Law Library Stacks
courtesy of Mr. T in DC
The Washington Post ran an editorial on June 30th opining that perhaps the District shouldn’t be seeking new FOIA exemptions during a time when corruption scandals seem to be plentiful. July 3rd saw a response from DC Attorney General Irvin B. Nathan asserting that this is more about balancing extensively broad requests against the limited time available to make sure they don’t disclose sensitive information.
My suggestion would be that the next time the administration wants to put forth this sort of claim they might want to have it penned by someone whose office wasn’t given a vicious beatdown by a DC Superior Court judge for their rubber-stamping of records request denials… on the entirely false basis that there’s sensitive information in them.
I don’t think turnaround time is your problem, Mr Nathan. Perjuring one’s self, as Judge Macaluso asserts Assistant Chief of Police Patrick Burke and Assistant Attorney Chad W Copeland did when they claimed everything in a FOIA request was privileged or too difficult to redact, can be done quite quickly.
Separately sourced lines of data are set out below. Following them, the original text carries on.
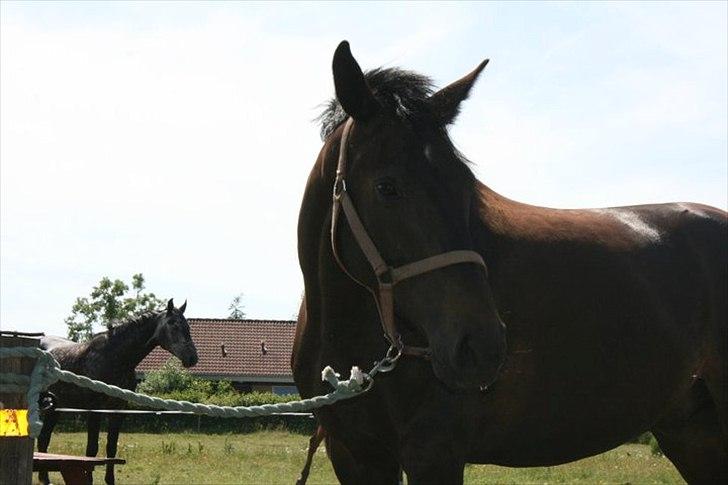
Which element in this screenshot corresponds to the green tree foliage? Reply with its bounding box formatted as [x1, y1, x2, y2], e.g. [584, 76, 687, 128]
[65, 273, 164, 342]
[228, 293, 245, 320]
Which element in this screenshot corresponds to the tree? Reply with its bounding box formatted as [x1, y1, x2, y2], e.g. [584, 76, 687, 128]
[65, 273, 164, 342]
[228, 293, 245, 320]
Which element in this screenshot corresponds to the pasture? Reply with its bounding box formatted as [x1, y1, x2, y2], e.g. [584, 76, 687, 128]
[42, 431, 684, 485]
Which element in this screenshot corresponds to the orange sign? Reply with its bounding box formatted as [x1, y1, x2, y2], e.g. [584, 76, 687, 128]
[0, 409, 28, 436]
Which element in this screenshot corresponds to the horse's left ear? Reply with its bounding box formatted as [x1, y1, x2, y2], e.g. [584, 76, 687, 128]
[427, 59, 489, 126]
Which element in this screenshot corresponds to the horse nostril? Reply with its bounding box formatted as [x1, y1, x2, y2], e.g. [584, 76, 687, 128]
[453, 335, 478, 368]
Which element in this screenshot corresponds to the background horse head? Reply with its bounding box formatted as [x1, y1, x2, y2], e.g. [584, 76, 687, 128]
[38, 299, 198, 483]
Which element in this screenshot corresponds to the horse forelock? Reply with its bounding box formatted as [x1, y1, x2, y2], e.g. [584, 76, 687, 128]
[317, 67, 475, 181]
[317, 67, 434, 140]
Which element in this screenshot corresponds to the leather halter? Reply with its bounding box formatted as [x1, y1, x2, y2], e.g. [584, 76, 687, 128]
[331, 118, 488, 360]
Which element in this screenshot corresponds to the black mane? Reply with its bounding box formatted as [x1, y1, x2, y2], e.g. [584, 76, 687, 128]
[317, 67, 434, 140]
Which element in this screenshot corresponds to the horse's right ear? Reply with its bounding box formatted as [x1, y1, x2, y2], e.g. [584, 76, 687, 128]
[332, 40, 379, 121]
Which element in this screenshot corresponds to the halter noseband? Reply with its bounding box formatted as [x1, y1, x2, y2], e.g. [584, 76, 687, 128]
[331, 118, 488, 361]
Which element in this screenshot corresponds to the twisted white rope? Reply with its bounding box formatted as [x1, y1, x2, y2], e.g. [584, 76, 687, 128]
[0, 347, 381, 437]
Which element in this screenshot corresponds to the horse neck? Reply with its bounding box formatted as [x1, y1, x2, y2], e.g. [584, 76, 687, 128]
[102, 315, 158, 370]
[296, 151, 385, 366]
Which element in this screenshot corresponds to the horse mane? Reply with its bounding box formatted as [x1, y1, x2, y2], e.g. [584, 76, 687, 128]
[316, 67, 475, 181]
[89, 310, 161, 346]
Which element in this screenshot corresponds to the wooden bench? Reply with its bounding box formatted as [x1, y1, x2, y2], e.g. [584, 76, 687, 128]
[33, 451, 126, 485]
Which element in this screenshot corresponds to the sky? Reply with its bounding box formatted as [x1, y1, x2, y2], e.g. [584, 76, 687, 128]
[0, 1, 728, 335]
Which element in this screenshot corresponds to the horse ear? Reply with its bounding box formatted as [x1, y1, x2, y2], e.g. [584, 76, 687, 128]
[427, 59, 489, 125]
[332, 40, 379, 121]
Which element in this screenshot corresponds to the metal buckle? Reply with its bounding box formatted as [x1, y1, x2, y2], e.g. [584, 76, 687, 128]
[369, 345, 402, 375]
[334, 177, 346, 199]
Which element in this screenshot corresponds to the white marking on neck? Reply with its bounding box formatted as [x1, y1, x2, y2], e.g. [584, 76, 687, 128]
[596, 209, 660, 242]
[675, 202, 710, 218]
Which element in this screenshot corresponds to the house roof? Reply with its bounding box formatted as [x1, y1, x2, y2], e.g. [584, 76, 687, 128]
[136, 318, 296, 381]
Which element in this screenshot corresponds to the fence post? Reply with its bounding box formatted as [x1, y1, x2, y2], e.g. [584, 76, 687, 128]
[0, 332, 42, 485]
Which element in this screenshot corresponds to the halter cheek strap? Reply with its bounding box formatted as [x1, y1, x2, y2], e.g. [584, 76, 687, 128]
[331, 118, 488, 358]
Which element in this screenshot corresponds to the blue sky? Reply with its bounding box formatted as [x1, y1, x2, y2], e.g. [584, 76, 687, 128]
[0, 2, 728, 334]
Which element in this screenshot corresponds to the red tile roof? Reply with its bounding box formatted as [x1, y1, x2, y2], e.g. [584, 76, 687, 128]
[136, 318, 296, 382]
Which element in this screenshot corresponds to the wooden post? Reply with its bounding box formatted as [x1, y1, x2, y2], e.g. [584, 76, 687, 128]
[0, 332, 40, 485]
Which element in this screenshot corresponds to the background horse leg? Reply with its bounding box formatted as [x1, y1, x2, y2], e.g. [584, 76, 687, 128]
[38, 411, 58, 484]
[652, 380, 728, 484]
[105, 414, 124, 485]
[86, 413, 101, 456]
[296, 425, 326, 485]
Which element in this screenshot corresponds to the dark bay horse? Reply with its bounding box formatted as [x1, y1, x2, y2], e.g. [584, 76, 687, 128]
[38, 300, 197, 484]
[292, 42, 728, 484]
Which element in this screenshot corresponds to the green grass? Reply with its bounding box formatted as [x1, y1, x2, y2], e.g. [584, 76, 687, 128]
[37, 431, 684, 485]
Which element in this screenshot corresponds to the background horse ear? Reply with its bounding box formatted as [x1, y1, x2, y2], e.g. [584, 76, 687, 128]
[332, 40, 379, 121]
[427, 59, 489, 125]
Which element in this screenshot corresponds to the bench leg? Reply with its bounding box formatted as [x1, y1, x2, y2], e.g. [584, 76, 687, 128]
[61, 467, 93, 485]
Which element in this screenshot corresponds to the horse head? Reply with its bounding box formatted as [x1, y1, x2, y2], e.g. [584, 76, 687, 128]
[155, 299, 198, 367]
[299, 42, 506, 389]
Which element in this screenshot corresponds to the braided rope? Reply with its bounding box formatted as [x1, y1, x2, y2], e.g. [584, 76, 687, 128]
[0, 347, 380, 437]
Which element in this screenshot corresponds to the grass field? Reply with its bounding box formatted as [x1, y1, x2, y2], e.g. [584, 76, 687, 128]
[37, 431, 684, 485]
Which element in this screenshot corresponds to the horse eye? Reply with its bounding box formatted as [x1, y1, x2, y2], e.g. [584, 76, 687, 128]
[374, 180, 399, 199]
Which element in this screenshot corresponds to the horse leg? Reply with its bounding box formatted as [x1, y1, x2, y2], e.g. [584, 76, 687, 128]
[296, 425, 326, 485]
[38, 411, 58, 484]
[86, 413, 101, 456]
[105, 414, 124, 485]
[325, 433, 400, 485]
[652, 380, 728, 484]
[402, 434, 465, 485]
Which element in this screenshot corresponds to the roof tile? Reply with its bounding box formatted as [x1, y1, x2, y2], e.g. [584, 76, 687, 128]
[136, 318, 296, 378]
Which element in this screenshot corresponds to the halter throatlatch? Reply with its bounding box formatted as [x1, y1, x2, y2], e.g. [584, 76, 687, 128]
[331, 118, 488, 360]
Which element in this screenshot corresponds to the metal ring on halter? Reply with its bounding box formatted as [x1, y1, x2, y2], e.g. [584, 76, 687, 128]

Admittedly the time spent in court when someone calls you out on it is time consuming, but you make your trade-offs, yes?
If DC government isn’t responsibly using the exemptions currently given them, and lacks time to asses them properly – without lying, anyway – then how does adding more exemptions streamline the process?
Irv Nathan also fundamentally misstates the point of a Freedom of Information Act in his letter to the editor. There’s absolutely no similarity between a subpoena issued to a private business or member of the public and an FOI law. The latter exists, in part, to allow members of the public to harass the government, because that’s the only way we can keep them honest (so you can further argue that the ability to harass government officials is even MORE necessary in DC than other states, I suppose).
In any event, a FOI law is the result of a decision that citizens NEED the ability to oversee their government; laws allowing the issuance of subpoenas have always been limited to protect citizens FROM government abuse and harassment.
That didn’t even seem worth addressing to me; the obvious response to that is “a business isn’t paid for and existant to serve all citizens, dumbass.” It’s hard to see it as anything other than a disingenuous effort to garner sympathy. “Oh poor us, wouldn’t it be awful to have to live up to this standard?”
If it’s too much for you, AG Nathan, go into private practice. I’m not getting any sense that I, for one, would miss you.